Bisnis.com, JAKARTA – Minat investor asing masuk ke pasar modal Indonesia kembali naik. Melihat kondisi ini, pengamat lantas memaparkan beberapa sentimen penyebabnya.
Berdasarkan data Bursa Efek Indonesia (BEI) pada Jumat (23/7/2021), investor asing membukukan jual bersih atau net sell senilai Rp117,22 miliar. Sejak awal tahun, investor asing melakukan aksi net buy sebanyak Rp18,74 triliun.
Walaupun pada hari ini investor asing justru banyak melakukan aksi jual, akan tetapi dalam beberapa hari belakang ini tengah aktif melakukan aksi beli, pada Kamis (22/7/2021) tercatat, aksi beli bersih investor asing sebesar Rp811,65 miliar.
Tren kenaikan aksi beli ini juga dapat dilihat dari laporan mingguan BEI. Jika ditelusuri, pada periode perdagangan 5 - 9 Juli 2021, masih tercatat aksi jual bersih asing sebesar Rp537,07 miliar.
Lalu pada periode 12 - 16 Juli 2021, berbalik menjadi aksi beli bersih investor asing. Di mana BEI membukukan lonjakan net buy asing dalam sepekan sebanyak Rp1,89 triliun. Kemudian berdasarkan data Bloomberg, dalam pekan ini investor asing tercatat melakukan net buy sebanyak Rp1,16 triliun.
Guru Besar Keuangan dan Pasar Modal Universitas Indonesia Budi Frensidy mengungkapkan masuknya investor asing salah satu penyebabnya adalah banyak saham-saham berkapitalisasi pasar besar atau big caps di bursa saat ini yang murah ditambah dengan harga saham bukan big caps menurut Budi terlalu mahal.
Baca Juga
Setelah itu, Budi memaparkan bahwa sudah tingginya valuasi saham di bursa lainnya di luar Indonesia, membuat investor asing kemudian melirik pasar modal Indonesia.
Ditambah lagi, Budi mengatakan adanya antisipasi pertumbuhan ekonomi yang kemudian akan memberikan sentimen positif jika pandemi Covid-19 di dalam negeri mereda dalam 2 - 4 bulan mendatang.
“Tambahannya, harga komoditas andalan Indonesia yaitu CPO [crude palm oil] dan batu bara sedang tinggi-tingginya,” paparnya saat dihubungi Bisnis, Jumat (23/7/2021).

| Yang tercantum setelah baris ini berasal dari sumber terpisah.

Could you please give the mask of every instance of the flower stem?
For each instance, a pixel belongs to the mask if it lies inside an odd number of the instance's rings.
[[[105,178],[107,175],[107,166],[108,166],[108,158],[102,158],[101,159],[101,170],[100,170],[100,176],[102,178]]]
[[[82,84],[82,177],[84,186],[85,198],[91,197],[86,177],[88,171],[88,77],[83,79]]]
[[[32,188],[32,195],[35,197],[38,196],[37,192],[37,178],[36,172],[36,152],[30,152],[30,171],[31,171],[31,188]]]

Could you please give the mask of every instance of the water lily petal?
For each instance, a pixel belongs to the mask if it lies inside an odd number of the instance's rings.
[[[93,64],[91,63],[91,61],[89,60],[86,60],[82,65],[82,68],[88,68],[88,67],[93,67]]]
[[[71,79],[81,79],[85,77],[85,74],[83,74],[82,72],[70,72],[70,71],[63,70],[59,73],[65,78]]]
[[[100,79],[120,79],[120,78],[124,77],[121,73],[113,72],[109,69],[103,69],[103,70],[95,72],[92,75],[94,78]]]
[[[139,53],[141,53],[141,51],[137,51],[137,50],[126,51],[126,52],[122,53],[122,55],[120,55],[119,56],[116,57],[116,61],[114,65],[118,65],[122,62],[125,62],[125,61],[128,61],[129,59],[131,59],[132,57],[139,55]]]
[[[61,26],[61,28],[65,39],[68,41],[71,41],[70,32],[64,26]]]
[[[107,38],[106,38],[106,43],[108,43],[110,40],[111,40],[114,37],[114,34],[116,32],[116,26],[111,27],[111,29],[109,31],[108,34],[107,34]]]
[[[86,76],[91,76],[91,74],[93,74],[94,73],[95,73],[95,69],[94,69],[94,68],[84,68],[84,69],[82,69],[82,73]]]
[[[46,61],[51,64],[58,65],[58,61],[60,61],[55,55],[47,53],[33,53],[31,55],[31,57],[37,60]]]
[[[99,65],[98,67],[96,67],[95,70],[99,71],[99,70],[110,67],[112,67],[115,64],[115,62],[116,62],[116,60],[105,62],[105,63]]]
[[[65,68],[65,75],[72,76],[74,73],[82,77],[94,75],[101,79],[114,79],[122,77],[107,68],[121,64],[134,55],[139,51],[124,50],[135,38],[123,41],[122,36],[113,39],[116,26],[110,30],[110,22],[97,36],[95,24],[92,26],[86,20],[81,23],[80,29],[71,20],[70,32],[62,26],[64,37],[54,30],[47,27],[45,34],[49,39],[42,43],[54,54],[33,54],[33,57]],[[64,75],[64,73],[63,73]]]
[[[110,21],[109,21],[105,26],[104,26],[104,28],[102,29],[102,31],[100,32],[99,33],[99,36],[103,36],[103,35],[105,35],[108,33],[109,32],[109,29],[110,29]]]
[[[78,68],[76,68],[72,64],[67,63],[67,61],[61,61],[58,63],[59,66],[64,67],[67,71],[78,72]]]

Dia menjelaskan petani sawit dan para pekerja atau pengusaha tambang kini sedang dibanjiri daya beli yang tinggi sehingga harga minyak sawit dan batu bara meningkat dan berdampak positif untuk industri terkait, seperti otomotif.
Kenaikan harga minyak sawit diprediksi Budi akan bertahan minimal hingga akhir tahun, walaupun pada September hingga Desember biasanya ada masa peak crop.
“Ini karena India menurunkan tarif bea masuk untuk CPO agar bisa impor lebih banyak untuk mengantisipasi perayaan di bulan September. Di bulan November juga ada hari besar pesta Deepavali,” jelas Budi.
Budi menjelaskan, di saat yang bersamaan produksi dari dua eksportir terbesar CPO turun. Indonesia mengalami penurunan ekspor minyak 6 persen dan Malaysia mengalami penurunan lebih besar karena menurut Budi kekurangan tenaga kerja dari Asia Selatan akibat lockdown karena pandemi ini.
Kondisi tersebut menurut Budi patut dimanfaatkan oleh Indonesia sebagai eksportir dua komoditas ini. Dia mewanti-wanti bahwa ada peluang harga minyak sawit terkoreksi jika supply dari Malaysia mengalami peningkatan kalau mereka lebih dulu bisa mengatasi pandemi dibandingkan dengan Indonesia.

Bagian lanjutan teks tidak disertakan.